1. Being overly critical
Pointing out every flaw in our kids’ work is one of the quickest ways to squelch their enthusiasm for any topic. I confess guilt in this area when it comes to my oldest daughter’s writing. When checking her papers, I used to mark all the mistakes.
Now, imagine you’ve just poured out your thoughts on paper for another person to critique only to have that person pick it apart mercilessly. Yeah, I still feel guilty about the way I used to grade her papers.
Instead of pointing out every mistake, choose one or two areas of improvement for your child to focus on and one or two areas to praise.
For example, maybe your student isn’t consistently using the correct punctuation and capitalization in her papers. Focus on correcting that and ignore the misspelled words and grammar errors for now. (Maybe sneak them into her spelling assignment next week.)
Praise her for the captivating tale she told, the interesting facts she included in her report, or how neatly she wrote her final draft.
2. Being unwilling to help
Sometimes we frustrate our kids and leave them floundering when we don’t provide enough support. We may be worried that we’re not encouraging academic independence or afraid we’re offering too much help.

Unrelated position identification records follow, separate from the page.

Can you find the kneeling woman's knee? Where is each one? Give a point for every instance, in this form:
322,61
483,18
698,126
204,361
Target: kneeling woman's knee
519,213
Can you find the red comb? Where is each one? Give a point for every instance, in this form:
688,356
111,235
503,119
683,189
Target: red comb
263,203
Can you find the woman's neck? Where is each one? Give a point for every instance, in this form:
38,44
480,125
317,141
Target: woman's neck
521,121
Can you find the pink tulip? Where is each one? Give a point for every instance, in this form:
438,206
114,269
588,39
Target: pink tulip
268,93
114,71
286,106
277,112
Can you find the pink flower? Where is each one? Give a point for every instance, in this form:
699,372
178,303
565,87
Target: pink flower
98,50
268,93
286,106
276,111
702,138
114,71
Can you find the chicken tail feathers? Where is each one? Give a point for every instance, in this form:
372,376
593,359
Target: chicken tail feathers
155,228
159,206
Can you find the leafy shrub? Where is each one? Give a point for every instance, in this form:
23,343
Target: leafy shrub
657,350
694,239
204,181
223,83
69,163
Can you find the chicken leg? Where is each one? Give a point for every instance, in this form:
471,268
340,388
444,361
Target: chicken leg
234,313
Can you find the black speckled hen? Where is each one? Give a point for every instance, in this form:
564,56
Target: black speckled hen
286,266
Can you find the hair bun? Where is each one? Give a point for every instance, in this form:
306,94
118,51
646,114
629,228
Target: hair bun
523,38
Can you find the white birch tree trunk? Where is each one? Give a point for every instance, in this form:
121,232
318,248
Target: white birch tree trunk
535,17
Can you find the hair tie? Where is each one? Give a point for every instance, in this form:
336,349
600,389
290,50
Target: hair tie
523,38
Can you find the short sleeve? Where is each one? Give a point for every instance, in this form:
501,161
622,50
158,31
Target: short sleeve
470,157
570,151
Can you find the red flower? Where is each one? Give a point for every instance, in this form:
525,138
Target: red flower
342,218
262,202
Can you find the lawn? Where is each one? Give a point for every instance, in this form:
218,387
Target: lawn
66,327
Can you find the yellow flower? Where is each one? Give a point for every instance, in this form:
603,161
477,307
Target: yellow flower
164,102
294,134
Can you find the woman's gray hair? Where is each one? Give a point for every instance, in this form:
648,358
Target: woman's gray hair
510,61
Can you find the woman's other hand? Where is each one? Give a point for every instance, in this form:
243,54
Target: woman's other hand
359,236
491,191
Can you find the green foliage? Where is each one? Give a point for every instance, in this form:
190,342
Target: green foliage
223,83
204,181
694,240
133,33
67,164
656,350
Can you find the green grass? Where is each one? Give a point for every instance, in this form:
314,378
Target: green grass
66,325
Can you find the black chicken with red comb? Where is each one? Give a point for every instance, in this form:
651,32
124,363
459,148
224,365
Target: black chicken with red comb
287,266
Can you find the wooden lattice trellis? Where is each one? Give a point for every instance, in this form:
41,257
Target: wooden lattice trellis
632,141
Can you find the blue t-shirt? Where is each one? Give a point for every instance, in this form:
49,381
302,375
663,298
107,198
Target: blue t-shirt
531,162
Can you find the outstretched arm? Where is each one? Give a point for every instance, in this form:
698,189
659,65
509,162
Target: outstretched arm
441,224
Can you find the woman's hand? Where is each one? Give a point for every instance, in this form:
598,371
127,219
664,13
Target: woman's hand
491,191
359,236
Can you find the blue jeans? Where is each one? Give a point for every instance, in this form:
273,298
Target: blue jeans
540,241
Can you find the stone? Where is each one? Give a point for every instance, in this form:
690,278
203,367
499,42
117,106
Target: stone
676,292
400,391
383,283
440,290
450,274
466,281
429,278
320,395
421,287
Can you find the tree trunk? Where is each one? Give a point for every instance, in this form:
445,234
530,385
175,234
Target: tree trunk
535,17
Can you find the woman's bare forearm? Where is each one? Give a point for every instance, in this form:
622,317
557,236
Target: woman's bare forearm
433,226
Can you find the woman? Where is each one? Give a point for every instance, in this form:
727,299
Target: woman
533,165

Yes, I suffer from guilt in this area, too. I have a bad reputation in my family for giving my kids great examples of possible topic sentences for their papers, then telling them that they can’t use my examples.
I mean, seriously, coming up with a strong topic sentence is often one of the hardest parts of writing. What’s wrong with letting your kids use your idea if they’re having trouble coming up with one of their own? Through your modeling, they will learn to formulate their own topic sentences.
It’s okay to be your child’s scribe, writing down the story or report he’s dictating if the physical act of writing hinders his creativity.
It’s okay to work through a couple of problems in your child’s math text if he’s having trouble grasping the concept.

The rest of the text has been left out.